# Hammond Organ



## rusty (May 26, 2013)

A few elements burned out on the counter top stove I use, so off to the dump for parts. Plus I wanted a fridge, as I need to recirculate the coolant used on the condenser.

The fridge thermostat was set to the coldest setting, dead giveaway the defrost timer is toast. When I plugged it in at home the high side line gets warm immediately this tells me the fridge works and that its worth a new or recycled defrost timer. Good fridge for the money.

Whats left of a Hammond Organ, you can clearly see the palladium wires which make contact with the gold plated buss when a key is depressed.


----------



## alexxx (May 26, 2013)

do you see any values into these, someone left me this set from an electronic organ





I don't see any pm bearring material, but maybe I'm missing something...

cheers,

Alex


----------



## resabed01 (May 26, 2013)

They are phone jacks with a SPDT switch built in. The switch will have contacts which could be Ag, Pd or Au depending on the quality. The contacts are tiny and there is a lot of work to disassemble each one to get at them.
On each jack you'll see four leafs. The 3 shorter ones will have a contact. Take one apart and you'll see what I mean.


----------



## alexxx (May 26, 2013)

resabed01 said:


> They are phone jacks with a SPDT switch built in. The switch will have contacts which could be Ag, Pd or Au depending on the quality. The contacts are tiny and there is a lot of work to disassemble each one to get at them.
> On each jack you'll see four leafs. The 3 shorter ones will have a contact. Take one apart and you'll see what I mean.



thanks, I will check and post pictures if I can get a decent resolution.

cheers,

Alex


----------



## rusty (May 26, 2013)

resabed01 is right, if they came from an old telco switchboard the contacts are likely palladium.

Look on the center reed the one marked in red should be a small black dot visible from both sides, the ones marked in green are single sided facing the center reed.

You will find similar sized contacts inside rotary telephones. Do not let the time and work required to remove these discourage you.


----------



## Claudie (May 27, 2013)

In the first photograph, are those wires pure Palladium? How do you go about removing them?


----------



## rusty (May 28, 2013)

Claudie said:


> In the first photograph, are those wires pure Palladium? How do you go about removing them?



Thought someone else would have answered your question by now.

It has been claimed the wires are pure palladium, I have not personally confirmed this.

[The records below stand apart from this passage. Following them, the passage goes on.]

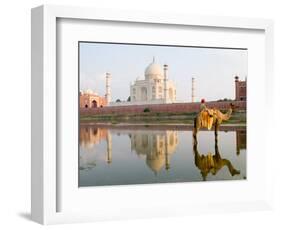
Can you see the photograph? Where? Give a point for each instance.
(151, 113)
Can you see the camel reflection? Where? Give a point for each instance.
(241, 140)
(211, 163)
(90, 136)
(156, 147)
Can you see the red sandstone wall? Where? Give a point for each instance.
(174, 108)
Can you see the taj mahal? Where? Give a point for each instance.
(153, 88)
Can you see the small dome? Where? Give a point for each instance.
(154, 71)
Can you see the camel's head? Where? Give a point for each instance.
(232, 106)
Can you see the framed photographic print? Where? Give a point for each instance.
(140, 114)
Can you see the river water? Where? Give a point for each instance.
(139, 154)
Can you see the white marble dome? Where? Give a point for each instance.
(154, 71)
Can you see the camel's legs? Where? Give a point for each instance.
(195, 130)
(216, 130)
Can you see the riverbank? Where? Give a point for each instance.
(237, 118)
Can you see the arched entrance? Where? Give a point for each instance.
(94, 104)
(143, 93)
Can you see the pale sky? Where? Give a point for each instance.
(213, 69)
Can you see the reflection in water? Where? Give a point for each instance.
(156, 147)
(241, 140)
(89, 137)
(212, 163)
(112, 155)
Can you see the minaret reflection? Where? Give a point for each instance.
(156, 147)
(211, 163)
(89, 137)
(109, 147)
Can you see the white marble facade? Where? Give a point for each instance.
(154, 87)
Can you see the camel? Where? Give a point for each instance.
(207, 118)
(212, 163)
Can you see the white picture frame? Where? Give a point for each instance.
(45, 90)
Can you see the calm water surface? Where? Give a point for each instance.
(115, 155)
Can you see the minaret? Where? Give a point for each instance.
(165, 83)
(109, 147)
(192, 89)
(236, 88)
(108, 90)
(167, 158)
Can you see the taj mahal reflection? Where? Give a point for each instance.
(156, 146)
(111, 155)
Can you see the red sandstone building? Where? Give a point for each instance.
(240, 89)
(89, 99)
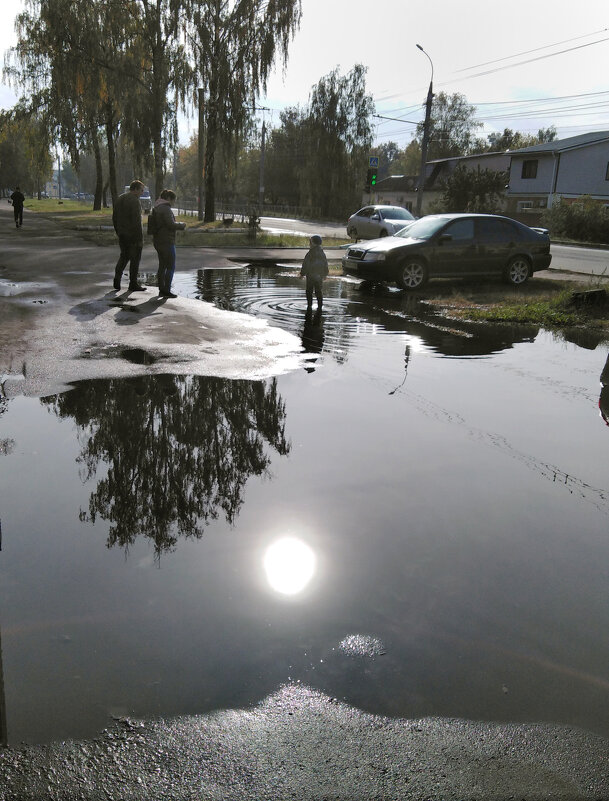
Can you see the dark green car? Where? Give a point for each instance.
(452, 246)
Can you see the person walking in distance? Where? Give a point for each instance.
(163, 226)
(127, 221)
(18, 199)
(314, 268)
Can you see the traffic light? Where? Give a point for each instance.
(370, 180)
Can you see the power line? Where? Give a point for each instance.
(535, 50)
(526, 61)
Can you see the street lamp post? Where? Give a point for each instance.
(425, 142)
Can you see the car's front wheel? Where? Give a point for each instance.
(412, 274)
(518, 271)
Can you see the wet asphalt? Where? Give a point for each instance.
(55, 301)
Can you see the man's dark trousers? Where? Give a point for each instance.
(131, 253)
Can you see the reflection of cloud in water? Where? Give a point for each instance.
(362, 645)
(289, 564)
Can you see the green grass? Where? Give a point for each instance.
(72, 213)
(550, 308)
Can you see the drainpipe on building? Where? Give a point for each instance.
(554, 180)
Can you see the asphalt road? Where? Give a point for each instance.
(565, 258)
(60, 321)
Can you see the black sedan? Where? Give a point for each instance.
(452, 246)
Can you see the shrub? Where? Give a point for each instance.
(585, 220)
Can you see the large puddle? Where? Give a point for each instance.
(416, 523)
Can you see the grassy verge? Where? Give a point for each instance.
(542, 302)
(72, 213)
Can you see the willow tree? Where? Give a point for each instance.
(338, 136)
(61, 58)
(452, 127)
(158, 64)
(235, 45)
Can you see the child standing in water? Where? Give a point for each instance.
(314, 268)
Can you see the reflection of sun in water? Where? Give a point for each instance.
(289, 565)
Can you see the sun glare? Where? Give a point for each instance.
(289, 564)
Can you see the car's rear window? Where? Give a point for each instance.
(424, 228)
(497, 231)
(396, 214)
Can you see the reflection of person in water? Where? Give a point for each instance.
(314, 268)
(313, 334)
(603, 401)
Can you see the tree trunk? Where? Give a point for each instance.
(210, 151)
(111, 153)
(99, 178)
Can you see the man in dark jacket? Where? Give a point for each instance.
(127, 221)
(18, 199)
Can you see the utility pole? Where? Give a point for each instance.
(58, 175)
(261, 182)
(424, 144)
(201, 156)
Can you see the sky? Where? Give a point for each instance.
(524, 65)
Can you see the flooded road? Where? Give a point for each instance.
(415, 523)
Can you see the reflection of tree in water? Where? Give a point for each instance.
(178, 450)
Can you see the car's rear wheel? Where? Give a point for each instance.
(518, 270)
(412, 275)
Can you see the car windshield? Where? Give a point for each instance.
(424, 228)
(395, 214)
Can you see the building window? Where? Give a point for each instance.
(529, 169)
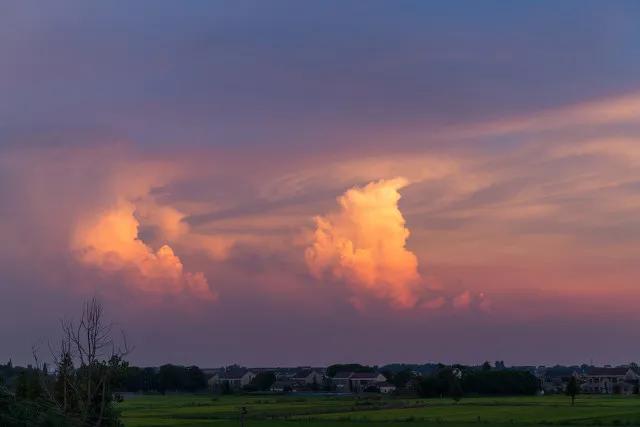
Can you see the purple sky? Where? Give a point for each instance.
(290, 183)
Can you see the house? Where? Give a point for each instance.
(341, 381)
(308, 377)
(356, 382)
(283, 386)
(361, 380)
(620, 380)
(235, 377)
(386, 388)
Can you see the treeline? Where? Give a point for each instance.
(167, 378)
(458, 380)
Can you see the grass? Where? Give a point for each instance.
(293, 411)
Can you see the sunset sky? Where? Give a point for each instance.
(295, 183)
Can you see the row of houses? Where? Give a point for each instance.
(607, 380)
(303, 379)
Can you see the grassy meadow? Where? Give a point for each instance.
(312, 411)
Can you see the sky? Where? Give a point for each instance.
(304, 183)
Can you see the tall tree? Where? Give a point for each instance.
(573, 388)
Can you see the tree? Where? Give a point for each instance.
(573, 388)
(263, 381)
(91, 367)
(455, 389)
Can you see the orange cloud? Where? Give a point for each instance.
(363, 243)
(110, 242)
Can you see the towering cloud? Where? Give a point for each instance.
(110, 242)
(363, 244)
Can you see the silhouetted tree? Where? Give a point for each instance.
(573, 388)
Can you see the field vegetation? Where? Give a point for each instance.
(347, 411)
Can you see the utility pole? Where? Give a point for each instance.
(243, 412)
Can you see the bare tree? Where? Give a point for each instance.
(89, 361)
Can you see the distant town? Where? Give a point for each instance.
(426, 380)
(408, 379)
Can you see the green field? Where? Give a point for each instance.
(292, 411)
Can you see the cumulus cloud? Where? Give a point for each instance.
(363, 244)
(110, 242)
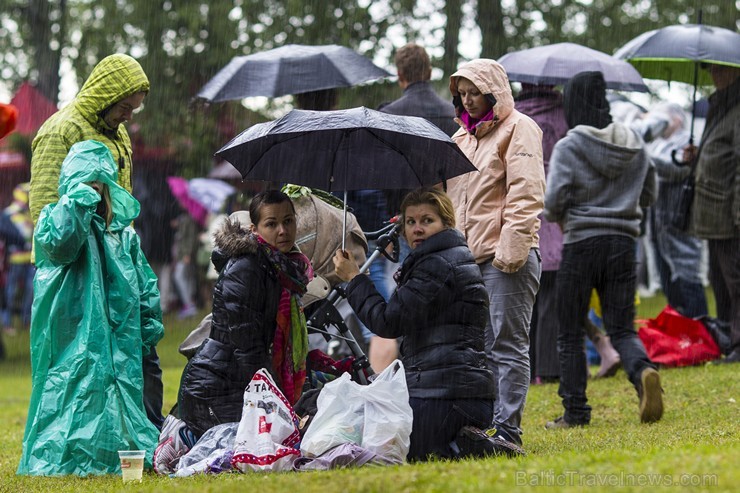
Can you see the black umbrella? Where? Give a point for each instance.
(555, 64)
(290, 69)
(353, 149)
(674, 53)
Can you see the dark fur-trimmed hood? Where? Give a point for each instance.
(232, 239)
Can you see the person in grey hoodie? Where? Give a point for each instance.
(600, 176)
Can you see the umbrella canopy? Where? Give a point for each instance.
(555, 64)
(353, 149)
(210, 192)
(224, 171)
(179, 188)
(670, 53)
(290, 69)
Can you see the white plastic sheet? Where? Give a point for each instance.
(377, 417)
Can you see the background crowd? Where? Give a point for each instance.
(564, 193)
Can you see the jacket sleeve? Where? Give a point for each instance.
(559, 183)
(525, 190)
(410, 306)
(49, 150)
(64, 227)
(150, 311)
(649, 187)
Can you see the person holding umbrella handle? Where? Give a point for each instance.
(715, 209)
(440, 308)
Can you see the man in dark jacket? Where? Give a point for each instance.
(600, 177)
(715, 214)
(419, 99)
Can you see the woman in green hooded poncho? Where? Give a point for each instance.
(96, 306)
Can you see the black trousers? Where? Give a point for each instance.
(607, 264)
(724, 276)
(437, 421)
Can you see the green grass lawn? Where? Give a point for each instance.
(695, 446)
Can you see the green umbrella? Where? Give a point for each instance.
(675, 53)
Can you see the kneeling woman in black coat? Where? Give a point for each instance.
(257, 318)
(440, 308)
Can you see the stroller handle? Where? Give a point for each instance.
(389, 225)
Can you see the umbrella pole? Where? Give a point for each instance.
(696, 80)
(344, 220)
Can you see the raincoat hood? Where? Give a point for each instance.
(620, 149)
(489, 77)
(89, 161)
(114, 78)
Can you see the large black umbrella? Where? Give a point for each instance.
(353, 149)
(674, 53)
(290, 69)
(555, 64)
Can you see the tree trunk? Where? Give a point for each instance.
(48, 60)
(490, 19)
(453, 11)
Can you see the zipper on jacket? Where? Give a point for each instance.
(213, 415)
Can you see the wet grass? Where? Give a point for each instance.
(695, 446)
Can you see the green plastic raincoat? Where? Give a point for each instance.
(96, 310)
(114, 78)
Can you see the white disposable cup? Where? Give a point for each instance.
(132, 464)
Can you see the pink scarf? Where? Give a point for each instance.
(472, 123)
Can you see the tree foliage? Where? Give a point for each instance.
(182, 43)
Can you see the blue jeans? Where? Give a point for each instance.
(687, 297)
(18, 274)
(511, 298)
(607, 264)
(437, 421)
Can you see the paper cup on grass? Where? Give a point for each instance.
(132, 464)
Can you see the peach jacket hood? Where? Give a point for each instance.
(498, 208)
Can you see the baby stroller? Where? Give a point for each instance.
(332, 325)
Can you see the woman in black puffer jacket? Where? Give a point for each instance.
(261, 274)
(440, 308)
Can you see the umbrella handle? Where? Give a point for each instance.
(675, 160)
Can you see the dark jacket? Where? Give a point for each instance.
(440, 308)
(245, 305)
(715, 214)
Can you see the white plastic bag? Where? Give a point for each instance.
(377, 417)
(268, 429)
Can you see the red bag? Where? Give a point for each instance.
(671, 339)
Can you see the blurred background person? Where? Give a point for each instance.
(16, 228)
(677, 254)
(715, 212)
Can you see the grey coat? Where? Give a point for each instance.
(681, 251)
(715, 213)
(599, 179)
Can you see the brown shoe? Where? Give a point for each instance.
(651, 396)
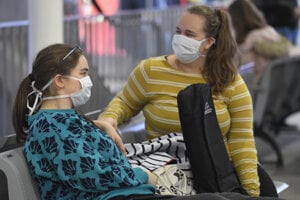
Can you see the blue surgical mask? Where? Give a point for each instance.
(82, 96)
(186, 49)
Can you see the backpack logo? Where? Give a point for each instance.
(207, 108)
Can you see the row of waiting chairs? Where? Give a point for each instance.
(276, 97)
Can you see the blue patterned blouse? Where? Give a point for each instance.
(72, 159)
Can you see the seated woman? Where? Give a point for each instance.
(67, 154)
(70, 157)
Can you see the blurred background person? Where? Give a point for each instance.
(259, 43)
(283, 15)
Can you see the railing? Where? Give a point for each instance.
(113, 45)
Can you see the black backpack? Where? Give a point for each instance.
(210, 164)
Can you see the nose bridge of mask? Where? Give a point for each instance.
(84, 82)
(189, 43)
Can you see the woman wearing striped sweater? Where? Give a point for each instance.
(204, 49)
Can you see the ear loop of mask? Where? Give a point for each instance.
(38, 98)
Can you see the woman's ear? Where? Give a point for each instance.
(210, 42)
(58, 81)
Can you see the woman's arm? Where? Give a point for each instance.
(241, 142)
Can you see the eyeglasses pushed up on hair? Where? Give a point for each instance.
(72, 51)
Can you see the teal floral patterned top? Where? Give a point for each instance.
(72, 159)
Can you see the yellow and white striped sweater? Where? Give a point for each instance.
(153, 87)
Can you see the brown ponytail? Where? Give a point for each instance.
(49, 61)
(219, 69)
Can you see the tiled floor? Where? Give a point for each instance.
(290, 172)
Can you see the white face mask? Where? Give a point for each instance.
(186, 49)
(82, 96)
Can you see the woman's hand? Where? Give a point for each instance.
(109, 125)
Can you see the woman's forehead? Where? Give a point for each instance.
(191, 22)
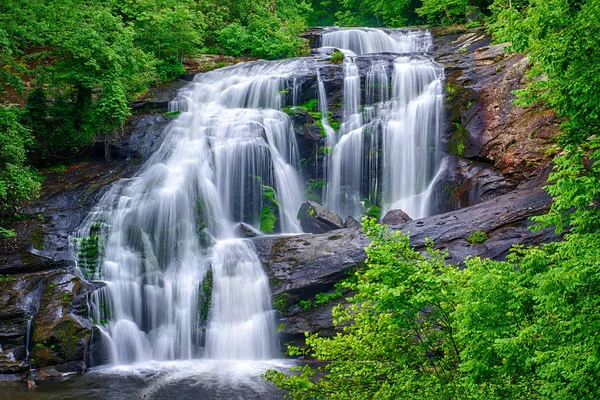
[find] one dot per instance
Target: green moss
(337, 57)
(37, 238)
(172, 114)
(310, 105)
(205, 296)
(67, 334)
(325, 150)
(477, 237)
(7, 278)
(7, 233)
(316, 115)
(321, 128)
(267, 220)
(456, 144)
(280, 301)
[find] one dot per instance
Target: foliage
(364, 13)
(555, 35)
(520, 329)
(398, 343)
(339, 290)
(337, 57)
(268, 217)
(18, 183)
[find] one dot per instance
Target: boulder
(315, 218)
(352, 223)
(395, 217)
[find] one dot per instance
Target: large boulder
(299, 267)
(395, 217)
(315, 218)
(352, 223)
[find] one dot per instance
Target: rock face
(351, 222)
(395, 217)
(315, 218)
(44, 314)
(301, 266)
(44, 321)
(483, 123)
(497, 154)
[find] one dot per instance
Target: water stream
(180, 283)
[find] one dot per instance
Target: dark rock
(301, 266)
(315, 320)
(395, 217)
(483, 124)
(352, 223)
(315, 218)
(474, 14)
(246, 231)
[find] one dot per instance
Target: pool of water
(176, 380)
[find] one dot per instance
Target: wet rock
(157, 99)
(483, 125)
(395, 217)
(315, 218)
(315, 320)
(304, 265)
(246, 231)
(301, 266)
(474, 14)
(61, 330)
(352, 223)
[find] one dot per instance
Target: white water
(388, 150)
(369, 40)
(163, 230)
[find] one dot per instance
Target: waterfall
(166, 228)
(179, 283)
(369, 40)
(386, 151)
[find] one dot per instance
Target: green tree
(18, 182)
(398, 341)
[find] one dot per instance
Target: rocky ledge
(302, 266)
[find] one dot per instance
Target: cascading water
(388, 150)
(164, 229)
(167, 237)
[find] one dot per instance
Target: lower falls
(180, 282)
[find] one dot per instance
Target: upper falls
(180, 283)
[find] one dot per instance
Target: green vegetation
(337, 57)
(339, 290)
(418, 328)
(268, 214)
(477, 237)
(205, 296)
(77, 66)
(7, 278)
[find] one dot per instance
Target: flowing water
(180, 284)
(386, 152)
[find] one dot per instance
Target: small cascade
(27, 338)
(179, 283)
(346, 163)
(242, 323)
(329, 131)
(229, 155)
(369, 40)
(387, 150)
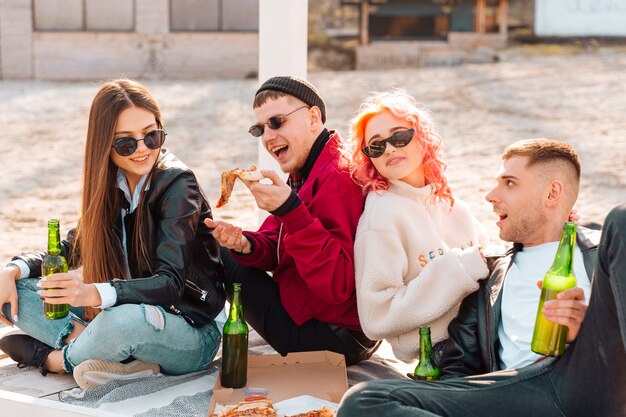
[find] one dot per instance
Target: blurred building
(398, 33)
(98, 39)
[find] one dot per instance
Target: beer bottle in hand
(426, 369)
(549, 337)
(235, 345)
(52, 263)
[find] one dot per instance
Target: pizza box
(320, 374)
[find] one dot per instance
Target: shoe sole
(94, 372)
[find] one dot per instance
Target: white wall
(282, 50)
(580, 17)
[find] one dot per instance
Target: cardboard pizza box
(321, 374)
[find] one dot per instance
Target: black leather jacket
(473, 346)
(182, 271)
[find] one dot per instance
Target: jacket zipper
(194, 286)
(280, 233)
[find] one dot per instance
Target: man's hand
(228, 235)
(68, 288)
(8, 292)
(269, 196)
(568, 309)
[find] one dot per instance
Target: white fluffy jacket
(415, 260)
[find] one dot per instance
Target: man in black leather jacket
(536, 189)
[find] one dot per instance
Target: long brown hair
(99, 247)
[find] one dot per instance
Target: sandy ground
(479, 109)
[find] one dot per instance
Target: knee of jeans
(617, 217)
(155, 316)
(352, 401)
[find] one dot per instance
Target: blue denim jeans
(145, 332)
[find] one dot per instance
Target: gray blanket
(197, 404)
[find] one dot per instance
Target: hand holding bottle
(568, 309)
(68, 288)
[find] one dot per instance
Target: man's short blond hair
(553, 159)
(540, 151)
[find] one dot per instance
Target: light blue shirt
(520, 300)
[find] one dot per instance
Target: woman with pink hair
(417, 249)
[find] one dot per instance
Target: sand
(479, 110)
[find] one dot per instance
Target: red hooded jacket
(310, 250)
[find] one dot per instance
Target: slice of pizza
(322, 412)
(228, 181)
(256, 408)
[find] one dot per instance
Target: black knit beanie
(297, 87)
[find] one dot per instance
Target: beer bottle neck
(54, 238)
(425, 347)
(563, 264)
(236, 309)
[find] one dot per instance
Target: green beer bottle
(52, 263)
(426, 369)
(548, 337)
(235, 345)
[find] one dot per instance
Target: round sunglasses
(274, 123)
(127, 145)
(397, 140)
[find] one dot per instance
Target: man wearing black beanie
(308, 302)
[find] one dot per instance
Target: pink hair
(402, 106)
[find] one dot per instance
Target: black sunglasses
(127, 145)
(397, 140)
(274, 122)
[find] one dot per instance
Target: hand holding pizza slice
(228, 181)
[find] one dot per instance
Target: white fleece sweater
(415, 261)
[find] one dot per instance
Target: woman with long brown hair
(149, 288)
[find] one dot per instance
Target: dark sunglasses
(273, 122)
(397, 140)
(127, 145)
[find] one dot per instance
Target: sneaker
(96, 372)
(26, 351)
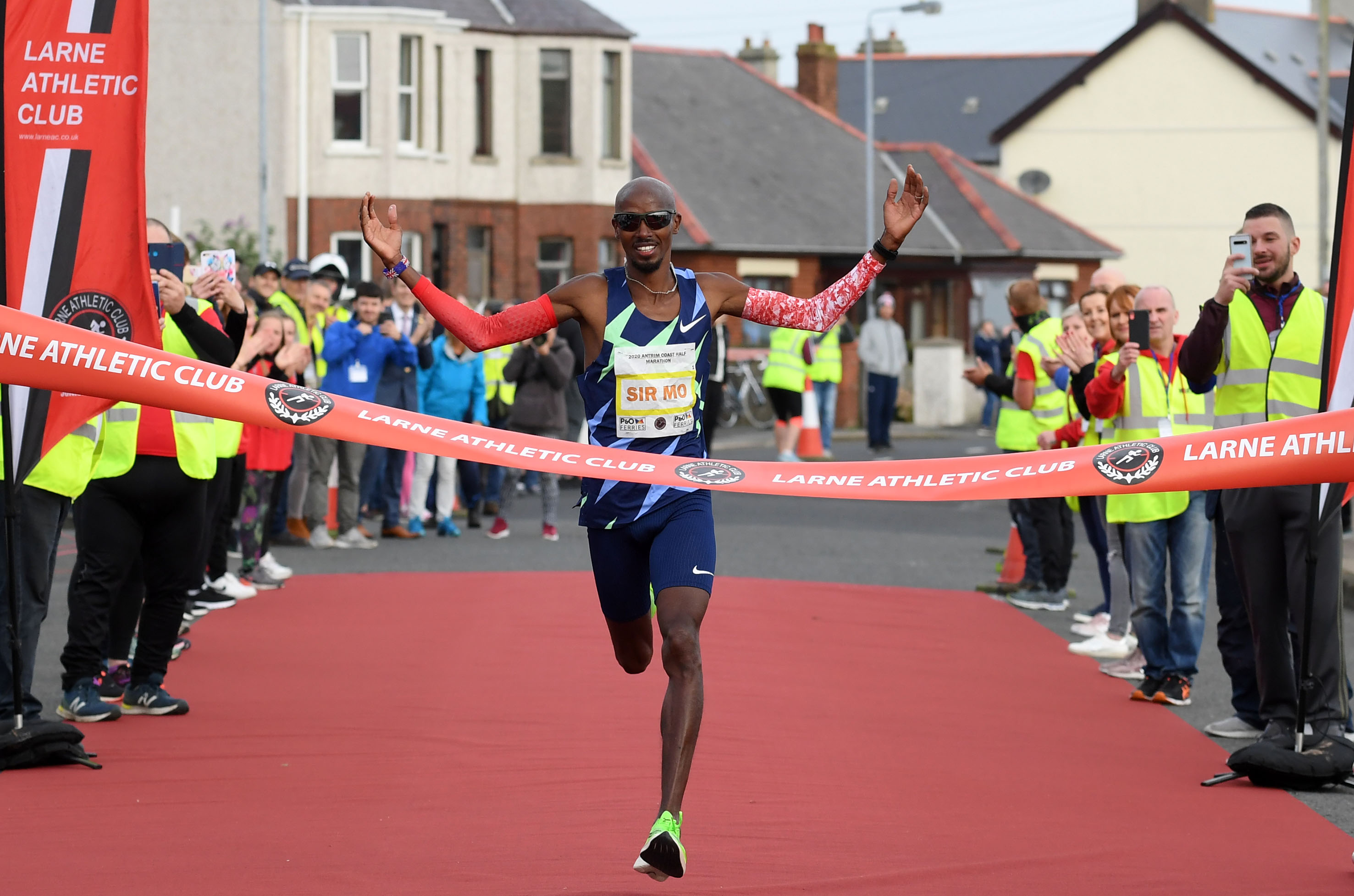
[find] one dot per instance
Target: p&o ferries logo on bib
(1130, 463)
(710, 473)
(297, 405)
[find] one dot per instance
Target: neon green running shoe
(664, 856)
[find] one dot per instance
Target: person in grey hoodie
(883, 351)
(542, 370)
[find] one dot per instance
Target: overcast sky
(965, 26)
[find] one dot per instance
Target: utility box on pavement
(939, 386)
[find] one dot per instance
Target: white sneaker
(354, 539)
(1104, 647)
(275, 570)
(231, 586)
(1097, 625)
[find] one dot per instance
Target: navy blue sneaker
(149, 699)
(83, 704)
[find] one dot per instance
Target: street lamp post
(929, 7)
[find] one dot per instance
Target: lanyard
(1169, 377)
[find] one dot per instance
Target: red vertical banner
(75, 103)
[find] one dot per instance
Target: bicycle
(745, 397)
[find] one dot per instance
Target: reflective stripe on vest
(1255, 383)
(1019, 430)
(496, 360)
(1149, 408)
(828, 362)
(66, 470)
(786, 366)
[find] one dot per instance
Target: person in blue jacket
(453, 389)
(357, 352)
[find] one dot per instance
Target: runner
(645, 332)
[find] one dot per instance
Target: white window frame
(613, 91)
(412, 91)
(363, 266)
(362, 86)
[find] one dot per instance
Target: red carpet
(472, 734)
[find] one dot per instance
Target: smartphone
(1139, 331)
(221, 262)
(168, 256)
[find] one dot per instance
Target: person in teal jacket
(453, 389)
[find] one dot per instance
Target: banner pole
(11, 508)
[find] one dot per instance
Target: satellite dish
(1033, 182)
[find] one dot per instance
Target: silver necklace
(650, 289)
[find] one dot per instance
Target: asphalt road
(916, 545)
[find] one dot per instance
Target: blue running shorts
(671, 547)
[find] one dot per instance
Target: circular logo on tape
(711, 473)
(297, 405)
(94, 312)
(1130, 462)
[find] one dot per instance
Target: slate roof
(1277, 49)
(928, 95)
(760, 170)
(525, 17)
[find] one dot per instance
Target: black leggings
(154, 514)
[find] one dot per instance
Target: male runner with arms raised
(645, 328)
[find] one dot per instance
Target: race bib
(656, 390)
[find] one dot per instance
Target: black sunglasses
(629, 221)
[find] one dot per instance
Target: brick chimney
(764, 59)
(1201, 10)
(818, 71)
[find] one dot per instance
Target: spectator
(1275, 328)
(451, 387)
(1031, 404)
(988, 346)
(785, 379)
(826, 374)
(883, 351)
(398, 387)
(147, 501)
(542, 370)
(266, 352)
(499, 394)
(1160, 525)
(353, 350)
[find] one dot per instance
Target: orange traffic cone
(1013, 565)
(810, 436)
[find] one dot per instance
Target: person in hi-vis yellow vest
(1262, 335)
(1031, 404)
(787, 369)
(1144, 393)
(145, 501)
(44, 501)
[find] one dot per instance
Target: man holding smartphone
(1262, 335)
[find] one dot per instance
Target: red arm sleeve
(1104, 396)
(1072, 434)
(818, 313)
(478, 332)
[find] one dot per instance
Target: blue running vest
(637, 392)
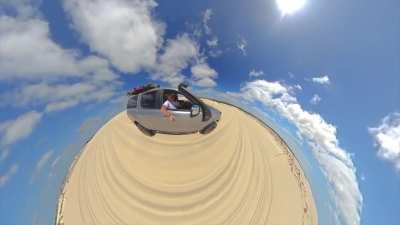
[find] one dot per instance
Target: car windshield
(182, 103)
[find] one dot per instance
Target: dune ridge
(241, 173)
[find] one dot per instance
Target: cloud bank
(387, 139)
(335, 162)
(324, 80)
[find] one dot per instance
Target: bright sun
(290, 6)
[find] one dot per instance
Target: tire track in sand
(241, 173)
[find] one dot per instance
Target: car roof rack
(142, 88)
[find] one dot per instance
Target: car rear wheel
(210, 127)
(144, 130)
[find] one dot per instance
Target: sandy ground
(241, 173)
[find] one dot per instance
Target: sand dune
(241, 173)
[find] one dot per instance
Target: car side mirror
(195, 110)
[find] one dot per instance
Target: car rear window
(148, 100)
(132, 102)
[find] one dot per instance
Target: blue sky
(62, 64)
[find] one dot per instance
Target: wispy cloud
(315, 99)
(8, 174)
(44, 159)
(242, 45)
(203, 75)
(256, 73)
(207, 14)
(321, 80)
(387, 139)
(14, 130)
(123, 31)
(335, 162)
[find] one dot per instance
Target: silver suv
(192, 116)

The wires are only fusion welded they are easily scraped free using a sharp knife, the biggest problem is keeping track of the little beggars.


----------



## Claudie (May 28, 2013)

Thank you. I have a couple of those laying around. I guess for now I will leave them attached to the board so I don't lose them!


----------



## rusty (May 28, 2013)

Claudie said:


> Thank you. I have a couple of those laying around. I guess for now I will leave them attached to the board so I don't lose them!



Your welcome Claudie, this is a much better informed forum thread on the Hammond organs. http://goldrefiningforum.com/phpBB3/viewtopic.php?f=51&t=164&p=1626&hilit=hammond+organ#p1630


----------



## Claudie (May 28, 2013)

Hey thanks for that link. Ya know, when I searched the forum, I didn't find that. I guess I used the wrong words again, my wife says I am good at that :|


----------